Fig. 2 is a schematic structural diagram of an apparatus for identifying an abnormal case in medical treatment based on a mean value according to an embodiment of the present invention, and as shown in fig. 2, an apparatus for identifying an abnormal case in medical treatment based on a mean value according to an embodiment of the present invention includes an obtaining unit 201, an accumulating unit 202, a determining unit 203, a calculating unit 204, and an identifying unit 205, where:
the obtaining unit 201 is configured to obtain a case of a specific disease, which is represented according to a first feature vector; wherein the first feature vector is comprised of features associated with the particular disease; the accumulating unit 202 is configured to accumulate the first eigenvectors of all cases to obtain an accumulated eigenvector; the determining unit 203 is configured to obtain a first feature value corresponding to each feature in the accumulated feature vector; determining a first target case quantity vector corresponding to a first target case according to the first characteristic value; the calculating unit 204 is configured to calculate a first mean point vector according to the accumulated feature vector and the first target case quantity vector; the identifying unit 205 is configured to obtain a first to-be-identified feature vector of each case, and calculate a first distance value between the first to-be-identified feature vector and the first mean point vector according to the first to-be-identified feature vector and the first mean point vector; and taking the second target case corresponding to the first target distance value larger than the first threshold value as an abnormal case.

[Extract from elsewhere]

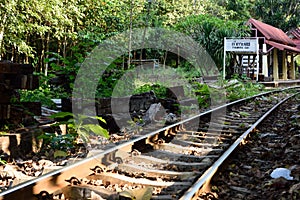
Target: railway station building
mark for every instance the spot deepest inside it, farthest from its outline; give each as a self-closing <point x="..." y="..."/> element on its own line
<point x="275" y="56"/>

Specifically, the obtaining unit 201 is configured to obtain a case of a specific disease, and represent the case according to a first feature vector; wherein the first feature vector is comprised of features associated with the particular disease; the accumulating unit 202 is configured to accumulate the first eigenvectors of all cases to obtain an accumulated eigenvector; the determining unit 203 is configured to obtain a first feature value corresponding to each feature in the accumulated feature vector; determining a first target case quantity vector corresponding to a first target case according to the first characteristic value; the calculating unit 204 is configured to calculate a first mean point vector according to the accumulated feature vector and the first target case quantity vector; the identifying unit 205 is configured to obtain a first to-be-identified feature vector of each case, and calculate a first distance value between the first to-be-identified feature vector and the first mean point vector according to the first to-be-identified feature vector and the first mean point vector; and taking the second target case corresponding to the first target distance value larger than the first threshold value as an abnormal case.
The device for identifying the abnormal cases in the medical treatment based on the mean value, provided by the embodiment of the invention, calculates the first mean value point vector according to the accumulated feature vector and the first target case quantity vector, further calculates the first distance value between the first feature vector to be identified and the first mean value point vector, and takes the second target case corresponding to the first target distance value larger than the first threshold value as the abnormal case, so that the abnormal cases in the medical treatment can be identified accurately, simply and conveniently at low cost.
The device for identifying an abnormal case in medical treatment based on a mean value provided by the embodiment of the present invention can be specifically used for executing the processing flow of each method embodiment, and the functions thereof are not described herein again, and reference can be made to the detailed description of the method embodiments.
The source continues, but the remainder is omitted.